Sub-question 4: Suppose also that $U_m$ is a continuous random variable. Does this imply stating that the population is very large or a continuum or infinite?
 A: Sub-question 1. Yes, this is how you define the population from the probabilistic point of view. But it usually does not coinside with the physical population (e.g. all adult citizens of USA). For example, long with John Smith, a real electrical engineer from NY, this population also includes his possible alter ego - an alternative John Smith who moved to Texas as a boy, recieved a different education, and now works in a bar. And this alternative John is unobservable, but he may have a non-zero probability, whatever it means. 
Sub-question 2. Yes, this is the only value of $\beta$ that does not contradict your assumptions. However, the assumption that $X$ and $U$ are uncorrelated is rather heroic. In practice, some components of $U$ may depend on education or even affect it, and this is what econometrists "in real life" struggle with. 
Sub-question 3. This is totally correct from theoretical point of view. But you may still argue whether your samples are really i.i.d.. When you make a survey of income in 2017, you observe only one world of many possible. E.g. you see income of John Smith and Jane Doe in case of Trump's victory and Brexit, but you know that Clinton's victory would affect both their incomes, therefore they are not independent. Thus, you need to assume a kind of ergodicity - that a sample from a single universe has the same properties as a sample from multiple universes. 

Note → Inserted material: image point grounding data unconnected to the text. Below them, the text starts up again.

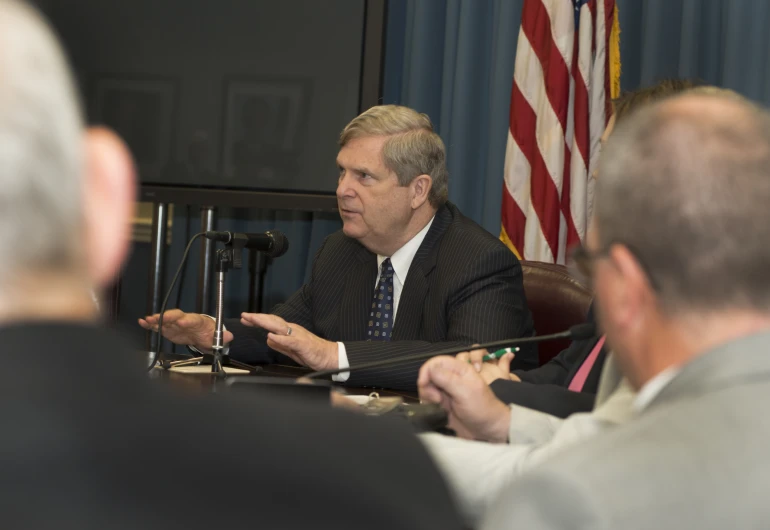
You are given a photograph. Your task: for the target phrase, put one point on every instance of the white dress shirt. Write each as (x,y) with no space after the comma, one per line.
(653,387)
(401,260)
(477,472)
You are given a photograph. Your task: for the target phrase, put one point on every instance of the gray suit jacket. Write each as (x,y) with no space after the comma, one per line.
(695,458)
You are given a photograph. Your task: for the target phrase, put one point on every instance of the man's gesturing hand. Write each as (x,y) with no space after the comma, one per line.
(474,411)
(295,341)
(185,328)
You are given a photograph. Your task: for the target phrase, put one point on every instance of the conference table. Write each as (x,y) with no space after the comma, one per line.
(200,379)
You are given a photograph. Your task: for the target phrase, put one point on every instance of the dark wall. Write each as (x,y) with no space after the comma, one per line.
(236,93)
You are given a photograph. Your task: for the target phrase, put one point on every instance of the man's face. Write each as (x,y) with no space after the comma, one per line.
(624,304)
(375,210)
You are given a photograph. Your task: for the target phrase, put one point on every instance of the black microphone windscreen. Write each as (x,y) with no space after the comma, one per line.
(280,244)
(583,331)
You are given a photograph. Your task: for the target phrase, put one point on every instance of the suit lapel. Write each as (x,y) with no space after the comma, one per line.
(359,291)
(410,306)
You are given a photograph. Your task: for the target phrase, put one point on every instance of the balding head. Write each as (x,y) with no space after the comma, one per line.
(686,186)
(56,203)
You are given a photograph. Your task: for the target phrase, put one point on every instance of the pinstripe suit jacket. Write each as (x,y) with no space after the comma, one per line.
(463,286)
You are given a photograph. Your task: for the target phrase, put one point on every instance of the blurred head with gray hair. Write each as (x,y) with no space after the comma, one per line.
(681,232)
(64,192)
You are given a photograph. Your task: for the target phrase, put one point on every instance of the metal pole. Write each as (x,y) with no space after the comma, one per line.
(202,304)
(157,264)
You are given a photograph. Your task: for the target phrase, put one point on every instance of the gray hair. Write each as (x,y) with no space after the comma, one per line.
(686,187)
(413,147)
(41,148)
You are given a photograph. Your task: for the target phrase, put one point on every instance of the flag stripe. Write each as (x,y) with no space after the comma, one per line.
(545,198)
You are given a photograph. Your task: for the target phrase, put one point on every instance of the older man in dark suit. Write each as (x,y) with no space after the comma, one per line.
(89,441)
(407,273)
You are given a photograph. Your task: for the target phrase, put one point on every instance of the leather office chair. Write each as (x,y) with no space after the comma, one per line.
(557,301)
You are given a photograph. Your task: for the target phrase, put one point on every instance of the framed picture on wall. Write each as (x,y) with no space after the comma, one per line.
(264,122)
(142,112)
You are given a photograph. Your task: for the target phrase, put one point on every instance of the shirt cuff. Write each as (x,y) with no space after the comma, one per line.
(225,350)
(342,356)
(530,426)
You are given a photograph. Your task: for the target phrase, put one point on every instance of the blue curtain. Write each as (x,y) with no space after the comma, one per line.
(453,59)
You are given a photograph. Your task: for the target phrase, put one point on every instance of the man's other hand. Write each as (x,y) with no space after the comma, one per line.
(490,370)
(183,328)
(295,341)
(474,411)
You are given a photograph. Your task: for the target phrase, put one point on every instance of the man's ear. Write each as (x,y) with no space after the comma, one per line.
(420,187)
(109,201)
(634,287)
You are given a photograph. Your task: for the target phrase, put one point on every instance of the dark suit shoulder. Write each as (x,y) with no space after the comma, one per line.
(468,243)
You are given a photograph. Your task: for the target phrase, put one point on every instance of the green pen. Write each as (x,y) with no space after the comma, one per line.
(498,354)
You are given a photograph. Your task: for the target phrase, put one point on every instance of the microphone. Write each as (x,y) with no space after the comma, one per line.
(578,332)
(272,242)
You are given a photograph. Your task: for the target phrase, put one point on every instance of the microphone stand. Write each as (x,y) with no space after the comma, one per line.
(226,258)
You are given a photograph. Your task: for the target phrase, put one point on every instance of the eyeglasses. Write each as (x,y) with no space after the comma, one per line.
(583,262)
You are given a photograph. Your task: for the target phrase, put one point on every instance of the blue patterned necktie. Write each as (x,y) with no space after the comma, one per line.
(381,315)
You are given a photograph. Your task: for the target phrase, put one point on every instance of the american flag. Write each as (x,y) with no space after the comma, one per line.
(567,72)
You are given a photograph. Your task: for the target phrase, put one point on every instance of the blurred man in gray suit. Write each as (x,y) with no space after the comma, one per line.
(680,258)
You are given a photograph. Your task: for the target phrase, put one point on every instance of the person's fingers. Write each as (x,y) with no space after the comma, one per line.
(504,363)
(277,346)
(449,374)
(271,323)
(289,342)
(476,357)
(429,393)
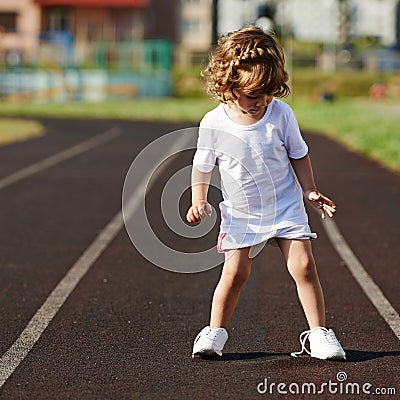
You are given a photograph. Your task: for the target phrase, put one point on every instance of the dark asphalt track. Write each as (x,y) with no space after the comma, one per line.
(126,331)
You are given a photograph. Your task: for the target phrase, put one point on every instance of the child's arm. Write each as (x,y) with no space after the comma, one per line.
(200,207)
(303,169)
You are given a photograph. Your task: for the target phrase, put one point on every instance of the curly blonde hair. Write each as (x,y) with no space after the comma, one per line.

Sub-question 4. Surely yes. If you assumed sampling from a finite population, $U$ would have only a finite number of outcomes and thus would be discrete. 
If you imagine multiple alternative universes, there may well be a continuum of them (even if there is a small number of people living in each universe). Technically, income is still discrete, because money is discrete: you don't usually report your income as 123456 dollars 76.8(8) cents. But a continuous distribution may approximate all substantial properties of $U$'s distribution and be much easier to manipulate. 
A: Good answer from @David Dale there. Following on from his statement on Sub-question 4 I'm confused how you expect the hypothetical properties of Um would impact any statement you would make about the population. The population size would define the upper limit of granularity for Um that could be achieved in practice, whatever its . 
It is also affected, as @david dale suggests, by the inherent granularity of your Y value, salaries. In a large population is likely to have more of an impact on how continuous it truely is. In a working population of 100,000,000, with median income of 100,000 it would be likely that people close to median will share their salary to the same cent with at least 10 other people. 
In any case, I can't see how Um's properties would backwash the other way.